Given the post hoc nature of this diagnostic accuracy analysis, the reference standard results were unavailable to the researcher who performed the index test. Similarly, the index test measurements were unavailable to the evaluators of the reference standard.

2.5. Other Study Variables

Muscle function: Upper limb muscle strength was measured via maximal isometric contraction of the flexor muscles of the hand (handgrip) using a digital dynamometer (Jamar Plus®, Nottinghamshire, UK) and standardized procedures [20] and following the Southampton protocol [21]. The patient was seated in a chair with a backrest and without armrests, with the elbow flexed at 90° and the arm slightly separated from the body. The highest value of three reproducible maneuvers (<10% variability between values) was used for analysis. Handgrip values were expressed in kg and as a percentage of the reference population [22].

Muscle quantity: Ultrasound assessment of the upper and lower limb muscle thickness were used to assess muscle quantity. For the upper limbs, the thickness of the supinator, extensor carpi brevis, extensor carpi longus, and brachioradialis muscles was assessed using muscular ultrasound. The ultrasound measurement was performed with the patient seated, the forearm resting on a table, and the hand holding a ball without exerting pressure (in order to maintain the position). The forearm was measured from the bicipital tendon to the radial styloid and the probe was placed transversely in the proximal third of the forearm. Three images were taken and the three values were averaged. The non-dialysis fistula upper arm was used for assessments.
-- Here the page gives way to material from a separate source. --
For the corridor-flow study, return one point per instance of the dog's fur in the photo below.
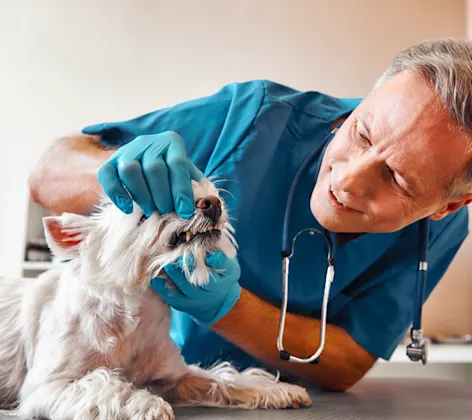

Ultrasound of the lower extremities was performed in the supine position with the legs straight. A leg measurement was taken from the greater trochanter to the superior pole of the patella and the probe was placed transversely at the midpoint. The thickness of the rectus femoris muscle of the dominant lower limb was evaluated. Several measurements were taken along the muscle belly from the inferior to superior aponeurosis. Three reproducible measurements were selected from different images and averaged. The SARCUS protocol was followed for the measurements via ultrasound [23,24].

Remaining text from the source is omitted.